When run without the vacuum option, the column-level metadata is recomputed for each column in the specified table. OmniSci Core makes heavy use of metadata to optimize query plans, so optimizing table metadata can increase query performance after metadata widening operations such as updates or deletes. OmniSci Core does not narrow metadata during an update or delete — metadata is only widened to cover a new range.

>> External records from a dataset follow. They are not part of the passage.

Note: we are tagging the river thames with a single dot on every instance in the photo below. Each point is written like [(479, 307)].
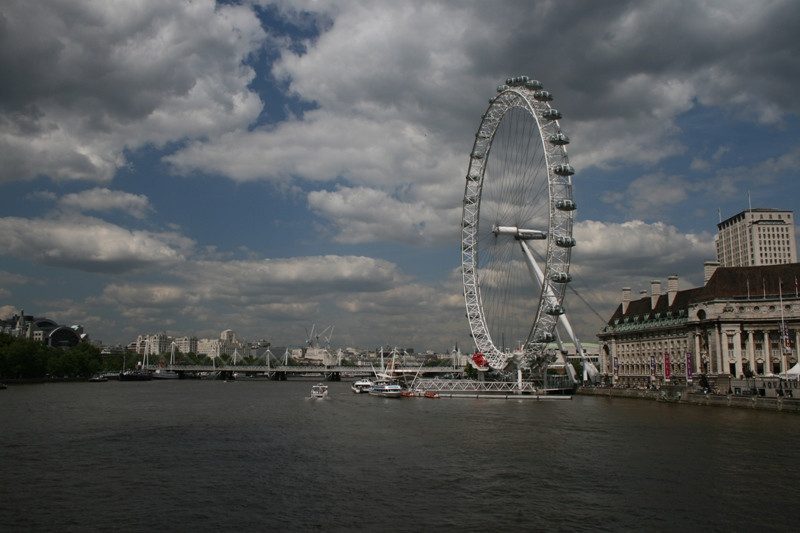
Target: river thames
[(259, 456)]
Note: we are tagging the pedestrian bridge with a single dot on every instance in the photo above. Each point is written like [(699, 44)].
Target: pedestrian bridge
[(335, 372)]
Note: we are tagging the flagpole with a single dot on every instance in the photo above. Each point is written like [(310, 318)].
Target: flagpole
[(783, 333)]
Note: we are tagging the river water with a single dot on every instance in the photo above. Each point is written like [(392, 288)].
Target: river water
[(260, 456)]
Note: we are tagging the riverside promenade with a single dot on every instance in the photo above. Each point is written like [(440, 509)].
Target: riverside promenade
[(695, 396)]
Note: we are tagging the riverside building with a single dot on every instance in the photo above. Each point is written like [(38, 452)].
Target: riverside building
[(743, 322), (757, 237)]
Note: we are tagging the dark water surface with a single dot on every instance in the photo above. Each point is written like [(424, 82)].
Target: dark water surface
[(259, 456)]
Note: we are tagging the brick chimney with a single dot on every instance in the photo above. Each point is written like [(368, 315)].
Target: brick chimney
[(709, 267), (672, 288), (655, 292)]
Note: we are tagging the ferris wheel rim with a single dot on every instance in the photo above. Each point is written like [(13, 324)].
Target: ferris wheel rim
[(526, 95)]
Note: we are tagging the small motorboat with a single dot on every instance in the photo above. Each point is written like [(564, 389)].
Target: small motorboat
[(360, 386), (319, 391), (387, 389)]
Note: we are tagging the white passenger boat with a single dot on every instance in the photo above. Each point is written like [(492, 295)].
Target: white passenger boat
[(161, 373), (319, 391), (387, 389), (360, 386)]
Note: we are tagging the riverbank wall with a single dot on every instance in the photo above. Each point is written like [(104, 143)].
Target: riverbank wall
[(692, 396)]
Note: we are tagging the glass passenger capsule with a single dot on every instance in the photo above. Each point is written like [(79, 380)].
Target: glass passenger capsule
[(558, 139), (566, 205), (551, 114), (565, 242), (560, 277), (563, 170)]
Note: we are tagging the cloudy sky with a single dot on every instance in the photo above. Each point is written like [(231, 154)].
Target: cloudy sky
[(192, 166)]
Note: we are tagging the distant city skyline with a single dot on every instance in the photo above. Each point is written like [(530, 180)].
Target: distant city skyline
[(268, 166)]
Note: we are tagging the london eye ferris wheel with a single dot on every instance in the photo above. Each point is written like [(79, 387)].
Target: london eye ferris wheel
[(516, 227)]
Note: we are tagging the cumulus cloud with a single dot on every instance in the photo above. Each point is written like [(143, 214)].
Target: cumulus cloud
[(369, 215), (105, 200), (89, 244), (84, 81)]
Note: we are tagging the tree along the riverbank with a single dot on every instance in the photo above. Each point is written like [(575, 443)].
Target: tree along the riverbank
[(22, 358)]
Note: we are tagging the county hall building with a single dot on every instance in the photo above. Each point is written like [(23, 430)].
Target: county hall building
[(743, 322)]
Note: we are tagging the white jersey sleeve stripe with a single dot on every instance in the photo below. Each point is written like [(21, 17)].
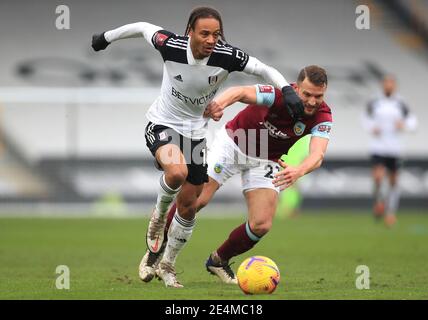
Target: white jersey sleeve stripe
[(265, 95), (271, 75), (322, 130), (133, 30)]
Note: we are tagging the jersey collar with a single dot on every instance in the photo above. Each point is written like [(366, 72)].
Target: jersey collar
[(191, 59)]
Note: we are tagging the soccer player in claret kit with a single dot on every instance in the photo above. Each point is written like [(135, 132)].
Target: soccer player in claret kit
[(195, 65), (251, 144)]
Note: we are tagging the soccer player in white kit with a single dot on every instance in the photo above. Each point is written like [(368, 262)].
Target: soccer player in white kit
[(195, 65), (386, 118)]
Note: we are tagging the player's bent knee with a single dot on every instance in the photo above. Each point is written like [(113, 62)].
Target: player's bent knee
[(187, 211), (261, 228), (176, 174)]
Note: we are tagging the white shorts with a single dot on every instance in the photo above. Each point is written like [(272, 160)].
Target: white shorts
[(225, 159)]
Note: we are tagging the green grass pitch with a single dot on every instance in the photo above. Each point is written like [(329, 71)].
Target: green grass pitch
[(317, 254)]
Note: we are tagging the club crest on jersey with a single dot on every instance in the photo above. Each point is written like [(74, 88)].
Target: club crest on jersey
[(212, 80), (218, 168), (299, 128)]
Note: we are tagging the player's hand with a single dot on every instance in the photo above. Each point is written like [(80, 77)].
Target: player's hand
[(293, 103), (286, 177), (99, 42), (214, 111)]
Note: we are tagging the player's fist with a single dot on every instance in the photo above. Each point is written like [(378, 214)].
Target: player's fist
[(99, 42), (214, 111), (293, 103)]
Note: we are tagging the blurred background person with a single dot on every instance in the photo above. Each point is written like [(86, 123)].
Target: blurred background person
[(386, 118)]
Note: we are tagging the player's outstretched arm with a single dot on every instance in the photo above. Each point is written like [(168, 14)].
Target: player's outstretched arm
[(244, 94), (290, 174), (292, 101), (133, 30)]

When run with the vacuum option, it removes any rows marked "deleted" from the data stored on disk. Vacuum is a checkpointing operation, so new copies of any vacuum records are deleted. OmniSci Core currently does not remove old (pre-checkpoint) fragments after vacuuming, so you might notice your data directory growing.
VALIDATE CLUSTER
VALIDATE CLUSTER [WITH (REPAIR_TYPE = ['NONE' | 'REMOVE'])];
Perform checks and report discovered issues on a running OmniSci cluster. Compare metadata between the aggregator and leaves to verify that the logical components between the processes are identical.
Examples
If VALIDATE CLUSTER
detects issues, it returns a report similar
to the following:
mapd@thing3 ~]$ /mnt/gluster/dist_mapd/mapd-sw2/bin/mapdql -p HyperInteractive User mapd connected to database mapd omnisql> validate cluster; Result Node Table Count =========== =========== Aggregator 1116 Leaf 0 1114 Leaf 1 1114 No matching table on Leaf 0 for Table cities_dtl_POINTS table id 56 No matching table on Leaf 1 for Table cities_dtl_POINTS table id 56 No matching table on Leaf 0 for Table cities_dtl table id 80 No matching table on Leaf 1 for Table cities_dtl table id 80 Table details don't match on Leaf 0 for Table view_geo table id 95 Table details don't match on Leaf 1 for Table view_geo table id 95
If no issues are detected, it will report as follows:
Cluster OK
You can include the WITH(REPAIR_TYPE)
argument.
(REPAIR_TYPE='NONE')
is the same as running the command with no
argument. (REPAIR_TYPE='REMOVE')
removes any leaf
objects that have issues. For example:
VALIDATE CLUSTER WITH (REPAIR_TYPE = 'REMOVE');